Union Interior Minister Amit Shah met with his cabinet colleagues for the coal and energy ministries on Monday.
During the hour-long meeting, the three ministers are said to have discussed the availability of coal for power plants and the current demand for electricity.
The meeting was attended by senior bureaucrats and officials from the state energy company NTPC Limited.
Several states have warned of blackouts despite central government assurances that India has enough coal reserves to meet the needs of its power plants to allay fears of impending blackouts in New Delhi and other cities.
The current fuel supply at coal-fired power plants is around 7.2 million tonnes, enough for four days, the Coal Ministry said in a statement Sunday.
State-owned mining giant Coal India also has more than 40 million tonnes of supplies that are supplied to power plants.
“Any fear of a power outage is completely out of the question,” the ministry said.
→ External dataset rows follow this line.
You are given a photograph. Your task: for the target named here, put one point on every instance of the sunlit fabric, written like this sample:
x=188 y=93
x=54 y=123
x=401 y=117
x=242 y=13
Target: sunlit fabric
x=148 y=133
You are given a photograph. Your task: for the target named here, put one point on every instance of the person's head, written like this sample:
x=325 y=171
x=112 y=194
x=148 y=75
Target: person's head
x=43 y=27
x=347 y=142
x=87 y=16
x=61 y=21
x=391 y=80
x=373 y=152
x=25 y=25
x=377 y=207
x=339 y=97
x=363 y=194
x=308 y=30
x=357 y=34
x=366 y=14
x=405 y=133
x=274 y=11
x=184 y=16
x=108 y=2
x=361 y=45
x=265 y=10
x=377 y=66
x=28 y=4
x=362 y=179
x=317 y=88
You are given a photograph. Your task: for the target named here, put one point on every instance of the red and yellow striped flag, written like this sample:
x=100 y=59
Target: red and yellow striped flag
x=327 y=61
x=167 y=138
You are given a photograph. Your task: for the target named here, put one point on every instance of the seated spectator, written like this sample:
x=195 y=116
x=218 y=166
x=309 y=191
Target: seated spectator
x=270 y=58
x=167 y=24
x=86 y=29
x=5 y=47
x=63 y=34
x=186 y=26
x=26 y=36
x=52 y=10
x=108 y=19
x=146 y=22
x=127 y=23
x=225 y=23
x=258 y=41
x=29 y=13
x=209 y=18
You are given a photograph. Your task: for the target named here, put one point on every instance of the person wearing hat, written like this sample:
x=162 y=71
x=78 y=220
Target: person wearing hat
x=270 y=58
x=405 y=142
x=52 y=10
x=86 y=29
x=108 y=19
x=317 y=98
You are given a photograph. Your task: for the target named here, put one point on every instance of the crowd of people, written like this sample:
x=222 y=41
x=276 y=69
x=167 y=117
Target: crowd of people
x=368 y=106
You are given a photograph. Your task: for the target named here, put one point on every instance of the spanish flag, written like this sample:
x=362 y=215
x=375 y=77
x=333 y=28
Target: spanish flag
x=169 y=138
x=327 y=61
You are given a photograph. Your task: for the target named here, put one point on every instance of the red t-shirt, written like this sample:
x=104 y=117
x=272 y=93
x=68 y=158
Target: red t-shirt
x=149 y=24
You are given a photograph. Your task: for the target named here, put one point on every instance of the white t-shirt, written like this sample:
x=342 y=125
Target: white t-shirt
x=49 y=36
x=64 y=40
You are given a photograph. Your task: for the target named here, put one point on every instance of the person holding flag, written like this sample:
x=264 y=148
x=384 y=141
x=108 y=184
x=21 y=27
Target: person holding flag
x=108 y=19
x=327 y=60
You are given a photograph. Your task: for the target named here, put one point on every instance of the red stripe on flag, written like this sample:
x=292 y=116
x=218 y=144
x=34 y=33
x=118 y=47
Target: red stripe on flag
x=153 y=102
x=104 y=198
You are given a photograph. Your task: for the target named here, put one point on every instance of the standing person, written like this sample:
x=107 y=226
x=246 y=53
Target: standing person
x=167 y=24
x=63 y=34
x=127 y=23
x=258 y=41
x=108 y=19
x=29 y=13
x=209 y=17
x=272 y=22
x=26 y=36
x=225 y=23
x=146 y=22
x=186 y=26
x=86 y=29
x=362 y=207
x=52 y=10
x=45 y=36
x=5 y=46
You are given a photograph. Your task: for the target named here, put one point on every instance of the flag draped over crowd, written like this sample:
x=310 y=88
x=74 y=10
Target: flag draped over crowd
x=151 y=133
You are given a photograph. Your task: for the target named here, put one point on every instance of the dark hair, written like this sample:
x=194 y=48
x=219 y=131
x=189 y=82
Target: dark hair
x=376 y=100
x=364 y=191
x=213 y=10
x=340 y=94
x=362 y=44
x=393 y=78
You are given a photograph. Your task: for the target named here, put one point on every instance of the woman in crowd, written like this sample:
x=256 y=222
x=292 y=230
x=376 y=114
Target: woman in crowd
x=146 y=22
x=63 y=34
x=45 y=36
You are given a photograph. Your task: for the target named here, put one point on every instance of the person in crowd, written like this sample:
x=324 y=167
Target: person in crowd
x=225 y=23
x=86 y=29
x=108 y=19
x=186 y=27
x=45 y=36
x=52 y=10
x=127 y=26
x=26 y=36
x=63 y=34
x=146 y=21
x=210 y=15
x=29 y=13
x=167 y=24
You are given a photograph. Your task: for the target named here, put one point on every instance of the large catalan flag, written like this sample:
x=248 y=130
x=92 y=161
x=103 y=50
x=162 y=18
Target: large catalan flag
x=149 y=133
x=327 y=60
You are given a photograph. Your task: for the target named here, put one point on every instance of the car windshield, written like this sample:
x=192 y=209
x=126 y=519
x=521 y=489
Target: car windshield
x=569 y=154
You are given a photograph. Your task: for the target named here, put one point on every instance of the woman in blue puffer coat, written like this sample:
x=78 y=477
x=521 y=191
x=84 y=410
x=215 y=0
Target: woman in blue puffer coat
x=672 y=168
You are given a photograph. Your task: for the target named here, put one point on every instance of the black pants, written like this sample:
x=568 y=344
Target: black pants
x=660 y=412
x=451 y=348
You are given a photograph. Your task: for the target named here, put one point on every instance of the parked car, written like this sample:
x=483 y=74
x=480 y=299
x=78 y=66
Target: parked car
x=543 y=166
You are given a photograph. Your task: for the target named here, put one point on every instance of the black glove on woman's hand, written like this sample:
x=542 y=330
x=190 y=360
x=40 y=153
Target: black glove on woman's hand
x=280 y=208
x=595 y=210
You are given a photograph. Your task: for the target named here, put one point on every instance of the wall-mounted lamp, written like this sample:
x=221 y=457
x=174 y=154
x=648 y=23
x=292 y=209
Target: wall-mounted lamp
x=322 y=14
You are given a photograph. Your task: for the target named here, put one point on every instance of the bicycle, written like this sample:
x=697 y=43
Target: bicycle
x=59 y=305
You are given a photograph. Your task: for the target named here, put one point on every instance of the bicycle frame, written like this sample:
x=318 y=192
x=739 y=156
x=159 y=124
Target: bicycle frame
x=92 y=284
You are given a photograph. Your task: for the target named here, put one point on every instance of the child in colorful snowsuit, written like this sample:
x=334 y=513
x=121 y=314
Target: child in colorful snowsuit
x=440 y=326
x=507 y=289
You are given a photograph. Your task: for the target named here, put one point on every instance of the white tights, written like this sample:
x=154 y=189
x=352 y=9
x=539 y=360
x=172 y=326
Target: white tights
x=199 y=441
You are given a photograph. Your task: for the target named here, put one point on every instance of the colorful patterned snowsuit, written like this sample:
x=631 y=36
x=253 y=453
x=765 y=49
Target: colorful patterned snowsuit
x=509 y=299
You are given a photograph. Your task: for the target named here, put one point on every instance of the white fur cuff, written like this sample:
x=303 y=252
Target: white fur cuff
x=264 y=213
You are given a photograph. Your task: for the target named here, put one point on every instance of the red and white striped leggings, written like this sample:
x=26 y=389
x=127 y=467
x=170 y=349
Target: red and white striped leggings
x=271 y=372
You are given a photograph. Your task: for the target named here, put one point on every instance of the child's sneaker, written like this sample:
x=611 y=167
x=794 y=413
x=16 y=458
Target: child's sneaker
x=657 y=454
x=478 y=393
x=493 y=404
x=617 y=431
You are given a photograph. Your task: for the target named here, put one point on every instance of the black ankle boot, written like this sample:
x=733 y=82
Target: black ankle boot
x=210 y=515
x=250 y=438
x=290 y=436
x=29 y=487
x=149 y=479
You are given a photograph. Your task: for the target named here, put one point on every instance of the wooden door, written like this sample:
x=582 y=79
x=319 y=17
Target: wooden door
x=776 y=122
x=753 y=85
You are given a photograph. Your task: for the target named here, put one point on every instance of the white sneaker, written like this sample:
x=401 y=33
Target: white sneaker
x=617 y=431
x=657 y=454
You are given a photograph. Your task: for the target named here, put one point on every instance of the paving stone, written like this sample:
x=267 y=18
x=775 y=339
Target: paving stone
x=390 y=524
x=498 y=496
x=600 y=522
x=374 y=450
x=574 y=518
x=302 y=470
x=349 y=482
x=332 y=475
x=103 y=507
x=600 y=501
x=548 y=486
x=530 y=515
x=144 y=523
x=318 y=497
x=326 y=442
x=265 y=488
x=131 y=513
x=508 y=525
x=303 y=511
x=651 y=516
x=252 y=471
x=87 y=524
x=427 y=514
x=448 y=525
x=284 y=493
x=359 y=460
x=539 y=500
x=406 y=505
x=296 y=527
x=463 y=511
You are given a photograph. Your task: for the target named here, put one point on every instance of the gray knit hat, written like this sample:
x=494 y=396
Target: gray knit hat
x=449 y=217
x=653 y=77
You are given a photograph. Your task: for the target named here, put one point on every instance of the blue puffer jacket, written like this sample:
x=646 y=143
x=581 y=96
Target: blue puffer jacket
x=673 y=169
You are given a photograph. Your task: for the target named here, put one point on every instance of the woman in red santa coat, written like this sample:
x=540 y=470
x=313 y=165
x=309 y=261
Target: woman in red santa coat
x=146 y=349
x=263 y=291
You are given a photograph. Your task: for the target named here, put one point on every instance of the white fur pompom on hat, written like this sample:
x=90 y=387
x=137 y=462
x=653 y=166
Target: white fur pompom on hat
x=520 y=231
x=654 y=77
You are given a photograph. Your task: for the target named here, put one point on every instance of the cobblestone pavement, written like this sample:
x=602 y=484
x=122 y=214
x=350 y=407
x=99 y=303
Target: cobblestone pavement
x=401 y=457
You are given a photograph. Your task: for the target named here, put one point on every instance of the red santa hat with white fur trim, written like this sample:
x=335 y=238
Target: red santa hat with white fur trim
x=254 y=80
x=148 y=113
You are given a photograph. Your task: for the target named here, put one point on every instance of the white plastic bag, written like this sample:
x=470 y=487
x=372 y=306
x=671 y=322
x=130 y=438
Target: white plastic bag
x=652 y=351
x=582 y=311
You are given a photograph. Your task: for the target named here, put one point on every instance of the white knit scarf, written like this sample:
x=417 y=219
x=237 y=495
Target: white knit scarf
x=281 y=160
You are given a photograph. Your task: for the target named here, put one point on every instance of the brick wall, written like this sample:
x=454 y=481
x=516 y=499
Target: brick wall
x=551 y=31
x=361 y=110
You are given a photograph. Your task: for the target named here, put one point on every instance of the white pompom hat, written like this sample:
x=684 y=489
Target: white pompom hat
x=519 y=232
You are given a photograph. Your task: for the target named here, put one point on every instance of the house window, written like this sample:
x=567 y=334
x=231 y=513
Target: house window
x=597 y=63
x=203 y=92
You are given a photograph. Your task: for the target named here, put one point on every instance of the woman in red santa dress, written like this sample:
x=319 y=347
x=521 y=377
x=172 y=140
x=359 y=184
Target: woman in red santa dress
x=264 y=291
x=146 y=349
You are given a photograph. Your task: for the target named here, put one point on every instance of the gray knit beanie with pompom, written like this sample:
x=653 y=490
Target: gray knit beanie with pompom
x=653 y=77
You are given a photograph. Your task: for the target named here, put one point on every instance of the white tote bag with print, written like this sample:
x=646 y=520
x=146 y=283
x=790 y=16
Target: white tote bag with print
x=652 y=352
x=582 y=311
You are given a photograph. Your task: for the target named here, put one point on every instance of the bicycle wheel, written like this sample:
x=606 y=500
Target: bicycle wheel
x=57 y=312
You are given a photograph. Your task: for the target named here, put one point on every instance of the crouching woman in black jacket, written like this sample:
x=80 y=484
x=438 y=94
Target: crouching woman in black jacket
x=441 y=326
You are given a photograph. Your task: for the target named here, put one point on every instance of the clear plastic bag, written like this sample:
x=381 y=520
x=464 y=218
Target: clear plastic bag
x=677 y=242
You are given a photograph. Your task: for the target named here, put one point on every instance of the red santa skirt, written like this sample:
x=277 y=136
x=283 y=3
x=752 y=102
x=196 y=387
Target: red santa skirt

The clarification came a day after Delhi’s Prime Minister Arvind Kejriwal warned of an impending power crisis in the megacity of more than 20 million people.
Several regions in India have been hit by supply shortages in recent months, causing utilities to resort to unplanned power outages.
India’s coal-fired power plants averaged four days of inventory at the end of September, the lowest level in years.
The shortage in India, the world’s second-largest coal-consuming country, follows widespread power outages in China that shuttered factories and affected global production and supply chains.
Coal accounts for nearly 70 percent of India’s electricity generation and around three-quarters of fossil fuels are mined domestically.
As Asia’s third-largest economy recovers from a coronavirus wave, heavy monsoon rains have flooded coal mines and disrupted transportation networks, causing prices to rise sharply for coal buyers , including power plants.
International coal prices have also risen considerably.
However, the ministry was optimistic on Sunday, saying that despite heavy monsoons and a sharp increase in electricity demand, “the domestic supply has been a great support for electricity generation.”